Single by Steve Lawrence
- B-side: "If You Love Her Tell Her So"
- Released: November 1962
- Genre: Pop;
- Length: 2:12
- Label: Columbia
- Songwriters: Gerry Goffin and Carole King

Steve Lawrence singles chronology
| "House Without Windows" (1962) | "Go Away Little Girl" (1962) | "Don't Be Afraid, Little Darlin'" (1963) |

= Go Away Little Girl =

Popular song written by Gerry Goffin and Carole King

"Go Away Little Girl" is a popular song written by Gerry Goffin and Carole King. It was first recorded by Bobby Vee for Liberty Records on March 28, 1962. The lyrics consist of a young man asking a young attractive woman to stay away from him, so that he will not be tempted to betray his steady girlfriend by kissing her. The song is notable for making the American Top 20 three times: for Steve Lawrence in 1963 (US number 1), for The Happenings in 1966 (US number 12; CAN number 10), and for Donny Osmond in 1971 (US number 1). It is also the first song, and one of only nine, to reach US number 1 by two different artists. Also notable in each of the solo versions is the similar double-tracked treatment of the singer's voice.

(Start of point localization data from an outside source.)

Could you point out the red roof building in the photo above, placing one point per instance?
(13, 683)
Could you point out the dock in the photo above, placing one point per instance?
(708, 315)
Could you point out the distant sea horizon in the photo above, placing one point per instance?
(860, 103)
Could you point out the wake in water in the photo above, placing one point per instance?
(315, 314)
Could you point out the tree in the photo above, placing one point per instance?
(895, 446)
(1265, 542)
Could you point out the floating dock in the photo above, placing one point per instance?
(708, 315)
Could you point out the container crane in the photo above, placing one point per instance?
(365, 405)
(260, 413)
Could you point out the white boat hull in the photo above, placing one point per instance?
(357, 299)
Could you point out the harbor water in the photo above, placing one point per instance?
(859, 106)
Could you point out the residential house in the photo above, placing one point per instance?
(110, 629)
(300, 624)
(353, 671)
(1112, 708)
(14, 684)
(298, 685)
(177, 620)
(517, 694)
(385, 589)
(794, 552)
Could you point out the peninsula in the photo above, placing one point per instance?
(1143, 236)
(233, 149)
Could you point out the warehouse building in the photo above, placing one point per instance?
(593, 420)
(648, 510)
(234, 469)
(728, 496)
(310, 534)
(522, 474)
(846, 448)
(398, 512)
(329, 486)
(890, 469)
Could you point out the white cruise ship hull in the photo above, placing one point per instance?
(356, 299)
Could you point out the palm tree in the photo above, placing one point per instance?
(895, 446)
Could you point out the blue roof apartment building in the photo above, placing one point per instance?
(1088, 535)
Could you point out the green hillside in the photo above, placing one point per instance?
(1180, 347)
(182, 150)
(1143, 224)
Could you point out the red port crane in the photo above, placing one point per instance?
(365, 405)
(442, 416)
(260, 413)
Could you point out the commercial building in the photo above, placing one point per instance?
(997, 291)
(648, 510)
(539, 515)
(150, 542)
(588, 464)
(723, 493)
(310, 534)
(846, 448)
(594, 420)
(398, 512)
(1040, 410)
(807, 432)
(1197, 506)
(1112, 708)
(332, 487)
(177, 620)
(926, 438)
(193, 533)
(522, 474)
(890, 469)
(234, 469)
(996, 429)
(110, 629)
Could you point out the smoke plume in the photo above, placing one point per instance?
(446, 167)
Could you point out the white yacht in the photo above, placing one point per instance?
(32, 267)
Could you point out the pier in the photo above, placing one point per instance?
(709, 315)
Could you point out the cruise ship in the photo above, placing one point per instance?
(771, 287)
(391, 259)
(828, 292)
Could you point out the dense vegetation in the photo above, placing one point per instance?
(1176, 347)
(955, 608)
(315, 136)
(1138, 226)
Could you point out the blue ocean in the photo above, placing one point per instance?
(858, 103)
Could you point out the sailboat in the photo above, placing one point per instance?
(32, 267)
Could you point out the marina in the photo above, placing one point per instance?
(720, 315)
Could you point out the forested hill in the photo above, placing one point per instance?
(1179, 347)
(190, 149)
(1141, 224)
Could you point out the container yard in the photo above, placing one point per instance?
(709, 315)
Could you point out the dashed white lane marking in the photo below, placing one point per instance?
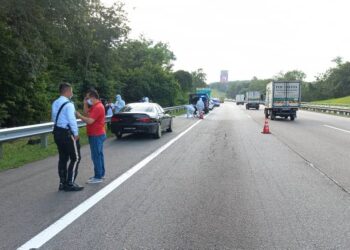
(50, 232)
(339, 129)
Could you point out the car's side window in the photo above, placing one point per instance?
(160, 109)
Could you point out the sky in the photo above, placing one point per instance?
(246, 37)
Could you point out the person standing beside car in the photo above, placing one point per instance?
(96, 132)
(66, 138)
(119, 104)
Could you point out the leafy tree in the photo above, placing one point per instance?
(184, 78)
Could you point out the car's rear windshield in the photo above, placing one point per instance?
(139, 107)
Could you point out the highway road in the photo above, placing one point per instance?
(216, 184)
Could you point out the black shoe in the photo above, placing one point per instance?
(61, 187)
(73, 187)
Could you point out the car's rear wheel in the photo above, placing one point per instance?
(119, 135)
(158, 132)
(170, 129)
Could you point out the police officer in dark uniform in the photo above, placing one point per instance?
(66, 138)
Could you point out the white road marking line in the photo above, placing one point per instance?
(51, 231)
(343, 130)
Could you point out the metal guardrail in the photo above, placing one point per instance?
(44, 129)
(338, 110)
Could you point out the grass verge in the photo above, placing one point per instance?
(18, 153)
(343, 101)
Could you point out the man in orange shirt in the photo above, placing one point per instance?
(96, 132)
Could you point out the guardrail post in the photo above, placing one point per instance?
(44, 141)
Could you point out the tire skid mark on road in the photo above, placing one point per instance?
(335, 128)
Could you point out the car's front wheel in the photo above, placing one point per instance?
(158, 132)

==Steve Lawrence version==
In late 1962, Steve Lawrence released the second recording of this song (Bobby Vee recorded it first in March 1962). The single reached number 1 on the Billboard Hot 100 in January 1963 and remained in the top position for two weeks. This recording also spent six weeks atop the U.S. Easy Listening chart. "Go Away Little Girl" went to number 14 on the Hot R&B Singles chart.
Outside the US, "Go Away Little Girl" also went to number 1 on the New Zealand Lever chart and number 18 in Canada.

==Mark Wynter version==
Mark Wynter's 1962 cover of the song on the Pye Records label also made the UK Singles Chart, reaching number 6 in the United Kingdom.

==Donny Osmond version==

Donny Osmond's cover version of "Go Away Little Girl" reached number 1 on the Billboard Hot 100 chart on September 11, 1971. It remained in the top position for three weeks. Osmond's version also went to number 36 on the Australian Go-Set chart. It was certified Gold by the RIAA on October 13, 1971. Osmond was 13 at the time the song was recorded.

===Chart performance===

| Chart (1971) | Peak position |
|---|---|
| Australia (Kent Music Report) | 52 |
| Canada RPM Adult Contemporary | 4 |
| Canada RPM Top Singles | 1 |
| South Africa (Springbok) | 14 |
| US Billboard Hot 100 | 1 |
| US Easy Listening | 14 |

===Certifications===

| Region | Certification | Certified units/sales |
| United States (RIAA) | Gold | 1,000,000^{^} |
^{^} Shipments figures based on certification alone.

==Marlena Shaw version==

Marlena Shaw does a version called "Yu-Ma/Go Away Little Boy" from her 1977 album Sweet Beginnings. This reached number 21 on the Billboard R&B chart staying in the Top 100 for 11 weeks. In the 1980s it became a popular UK record on the Rare Groove dance scene. Ms. Shaw also performed a 9:31 live version of her "Go Away Little Boy" recorded for her It Is Love album.